Because I hadn’t been.
Because I hadn’t needed to be.
Because for years, sex had felt like an event that would happen in some distant future version of my life, a version where I had certainty and control and time to prepare.
In the heat of this day, I hadn’t prepared.
I’d surrendered.
I swallowed. “No.”
Micah didn’t flinch.
But he went still in a way I was beginning to recognize. The way he got when something mattered and he needed to think fast without showing it.
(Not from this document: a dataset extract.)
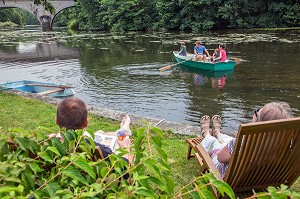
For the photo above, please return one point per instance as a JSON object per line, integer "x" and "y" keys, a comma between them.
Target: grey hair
{"x": 275, "y": 111}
“When was your last cycle?” he asked, voice controlled.
I told him.
His gaze stayed on my face while his mind did calculations I couldn’t see.
“And we didn’t use anything,” he said, quiet and factual.
“No,” I whispered.
“And I … didn’t pull out.”
My cheeks burned, but my voice stayed steady. “I know.”
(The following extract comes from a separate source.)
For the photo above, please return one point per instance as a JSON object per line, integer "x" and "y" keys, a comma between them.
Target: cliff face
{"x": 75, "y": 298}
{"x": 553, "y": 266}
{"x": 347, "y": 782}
For a long moment, neither of us moved.
I waited for fear to hit me.
It didn’t—not the way I expected.
Instead, something rose in my chest that felt almost like … clarity.
Micah watched my expression change and seemed to misunderstand what he saw.
“Joy,” he said, voice lower. “I’m not—I’m not trying to scare you.”
“I know,” I said quickly. “You’re being responsible.”
His mouth tightened. “Yeah. I’m trying.”
Trying.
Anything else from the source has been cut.